Viktor Orbán explique aussi son opposition avec les tenants de l’idéologie « libérale » du politique correct : « Aujourd’hui, il n’y a pas de démocratie libérale, mais une non-démocratie libérale. Il y a du libéralisme, mais il n’y a pas de démocratie.

Les libéraux aspirent à l’hégémonie de l’opinion. C’est à cela que sert le politiquement correct, à l’aide duquel ils stigmatisent les conservateurs et les chrétiens-démocrates et tentent de les disqualifier.

Je combat les libéraux pour la liberté. Et je suis du côté de la liberté et ils sont du côté de l’hégémonie de l’opinion. […] Je respecte l’Occident et je participe à l’intégration, mais je dois dire que les pays à l’ouest de nous ont perdu une grande partie de leur attractivité au cours des dernières décennies.

Je ne voudrais pas que les enfants hongrois vivent dans vingt ans dans un pays comme beaucoup de pays occidentaux le seront à cette époque.

Il y a trente ans, nous ne savions pas encore comment le monde musulman se développerait en Europe […] Nous ne voulons pas sortir du monde moderne, nous ne sommes pas anti-modernistes et nous comprenons que le monde doit changer. La question est de savoir ce que nous voulons transférer du passé vers le futur. De ce point de vue, nous avons une continuité. Nous voulons préserver la liberté que l’on appelle la souveraineté nationale au niveau des nations et la liberté individuelle au niveau des individus. Nous nous en tenons à cela dans les conditions du monde moderne ».

Budapest ne souhaite pas chaperonner les Hongrois de Slovaquie 

Interrogé sur la question épineuse de la minorité hongroise de Slovaquie, Viktor Orbán est très clair : « Il est dans l’intérêt de Budapest que les Hongrois vivant en Slovaquie puissent représenter leurs propres intérêts à Bratislava, et non que nous, à Budapest, soyons obligés de représenter leurs intérêts à Bratislava. Donc, si la communauté hongroise de Slovaquie réussit et est capable de se représenter, c’est mieux pour les Slovaques et pour nous […]

Il est dans l’intérêt du Fidesz, qui est un parti national, que de nombreux enfants hongrois naissent également en Slovaquie, que les mères parlent hongrois avec eux, qu’ils fréquentent les écoles hongroises, que personne ne leur fasse de mal quand ils parlent hongrois

et qu’ils aient la liberté de s’engager politiquement. La forme sous laquelle ils le font est secondaire. C’est pourquoi nous soutenons l’identité culturelle et non les intérêts politiques ».

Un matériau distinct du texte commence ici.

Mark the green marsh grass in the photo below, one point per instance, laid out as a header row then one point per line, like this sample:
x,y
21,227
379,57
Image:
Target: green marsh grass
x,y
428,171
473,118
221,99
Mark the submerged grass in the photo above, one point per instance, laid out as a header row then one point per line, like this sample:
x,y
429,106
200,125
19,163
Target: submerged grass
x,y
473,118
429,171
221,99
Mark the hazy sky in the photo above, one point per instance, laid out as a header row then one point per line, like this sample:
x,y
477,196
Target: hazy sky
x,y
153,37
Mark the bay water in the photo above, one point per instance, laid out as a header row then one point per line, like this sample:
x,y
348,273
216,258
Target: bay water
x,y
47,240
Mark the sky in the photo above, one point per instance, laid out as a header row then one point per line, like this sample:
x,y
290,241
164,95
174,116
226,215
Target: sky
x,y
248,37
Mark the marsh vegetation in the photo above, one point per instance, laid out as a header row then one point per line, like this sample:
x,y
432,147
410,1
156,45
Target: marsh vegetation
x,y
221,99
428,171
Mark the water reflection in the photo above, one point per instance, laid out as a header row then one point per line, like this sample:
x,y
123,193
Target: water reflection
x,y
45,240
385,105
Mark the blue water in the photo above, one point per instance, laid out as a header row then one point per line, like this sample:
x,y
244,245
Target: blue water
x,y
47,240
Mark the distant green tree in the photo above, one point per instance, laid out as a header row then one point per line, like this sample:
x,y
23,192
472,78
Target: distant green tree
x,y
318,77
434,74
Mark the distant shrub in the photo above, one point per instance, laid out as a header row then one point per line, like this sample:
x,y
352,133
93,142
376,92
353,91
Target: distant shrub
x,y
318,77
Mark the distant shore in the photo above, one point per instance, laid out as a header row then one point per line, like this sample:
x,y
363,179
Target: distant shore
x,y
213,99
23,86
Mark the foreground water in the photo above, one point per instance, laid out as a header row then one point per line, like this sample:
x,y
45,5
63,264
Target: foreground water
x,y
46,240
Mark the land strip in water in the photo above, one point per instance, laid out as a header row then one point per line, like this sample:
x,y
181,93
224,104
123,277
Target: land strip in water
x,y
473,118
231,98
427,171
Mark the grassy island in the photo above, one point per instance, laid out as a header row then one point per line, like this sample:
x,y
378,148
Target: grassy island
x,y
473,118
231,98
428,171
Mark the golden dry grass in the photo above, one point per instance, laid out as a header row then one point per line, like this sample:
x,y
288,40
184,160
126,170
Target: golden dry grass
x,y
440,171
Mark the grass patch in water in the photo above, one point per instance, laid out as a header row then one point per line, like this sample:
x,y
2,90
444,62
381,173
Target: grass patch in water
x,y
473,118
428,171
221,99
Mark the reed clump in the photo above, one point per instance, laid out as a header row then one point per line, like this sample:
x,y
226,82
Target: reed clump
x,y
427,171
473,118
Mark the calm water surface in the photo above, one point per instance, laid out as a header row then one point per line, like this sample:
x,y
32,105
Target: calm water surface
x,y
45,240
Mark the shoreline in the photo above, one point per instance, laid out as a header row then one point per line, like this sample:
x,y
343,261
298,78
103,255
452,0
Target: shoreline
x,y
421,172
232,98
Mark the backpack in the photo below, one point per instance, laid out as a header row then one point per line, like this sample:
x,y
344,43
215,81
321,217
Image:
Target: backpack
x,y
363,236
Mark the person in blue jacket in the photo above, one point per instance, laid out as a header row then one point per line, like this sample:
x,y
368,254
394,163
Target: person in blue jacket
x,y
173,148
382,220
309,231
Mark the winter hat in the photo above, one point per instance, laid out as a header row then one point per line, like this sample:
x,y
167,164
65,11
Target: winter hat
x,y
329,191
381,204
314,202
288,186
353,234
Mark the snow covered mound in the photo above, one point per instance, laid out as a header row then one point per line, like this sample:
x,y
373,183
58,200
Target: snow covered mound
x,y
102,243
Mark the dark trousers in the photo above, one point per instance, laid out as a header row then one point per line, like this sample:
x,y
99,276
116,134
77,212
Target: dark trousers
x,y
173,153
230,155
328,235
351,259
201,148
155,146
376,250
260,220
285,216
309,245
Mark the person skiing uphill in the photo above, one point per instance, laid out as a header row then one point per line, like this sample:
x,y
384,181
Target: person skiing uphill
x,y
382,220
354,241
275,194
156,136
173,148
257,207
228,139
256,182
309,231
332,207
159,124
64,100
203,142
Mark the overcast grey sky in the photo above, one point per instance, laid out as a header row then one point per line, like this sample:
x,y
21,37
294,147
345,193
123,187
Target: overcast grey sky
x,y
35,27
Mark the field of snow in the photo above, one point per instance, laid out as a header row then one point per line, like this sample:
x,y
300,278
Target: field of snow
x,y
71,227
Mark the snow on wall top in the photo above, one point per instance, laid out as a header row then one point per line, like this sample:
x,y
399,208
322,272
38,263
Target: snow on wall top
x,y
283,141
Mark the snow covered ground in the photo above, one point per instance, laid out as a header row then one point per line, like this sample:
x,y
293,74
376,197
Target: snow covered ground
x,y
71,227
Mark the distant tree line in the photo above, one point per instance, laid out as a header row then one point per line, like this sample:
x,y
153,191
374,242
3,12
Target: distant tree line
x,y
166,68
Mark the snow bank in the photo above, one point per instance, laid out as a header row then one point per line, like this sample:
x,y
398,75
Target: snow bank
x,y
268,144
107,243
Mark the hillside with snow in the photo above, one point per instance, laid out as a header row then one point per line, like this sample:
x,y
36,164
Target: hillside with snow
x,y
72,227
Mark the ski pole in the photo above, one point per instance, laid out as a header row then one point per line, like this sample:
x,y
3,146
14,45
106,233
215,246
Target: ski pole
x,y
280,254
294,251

La Pologne est le fleuron du Groupe de Visegrád 

À propos du Groupe de Visegrád, le premier ministre hongrois souligne l’importance de la Pologne : « Le fleuron [du Groupe de Visegrád] est la Pologne. 

Sans la Pologne, les autres pays de la région n’ont pas assez de poids. Si la Pologne se retirait du V4, l’Europe centrale perdrait sa quille. La Slovaquie a également un rôle clé à jouer […] L’essence de V4 est la capacité d’influencer à la fois le nord et le sud. 

Au nord, vous avez des Polonais, au sud, nous avons des Hongrois. Le nord doit s’unir au sud, sans vous [Slovaques] nous serions déchirés en deux ». Il explique également la question des relations du V4 avec la Russie : « Il est évident que la Pologne a besoin de garanties de sécurité, c’est un vaste territoire plat. La Slovaquie, la Hongrie et la République tchèque sont protégées par les Carpates, bien sûr, nous avons également besoin de garanties, mais nous ne sommes pas menacés par la Russie, comme le pensent les Polonais. Par conséquent, il est nécessaire de combiner l’exigence polonaise d’une garantie de sécurité avec les exigences de la coopération » avec la Russie.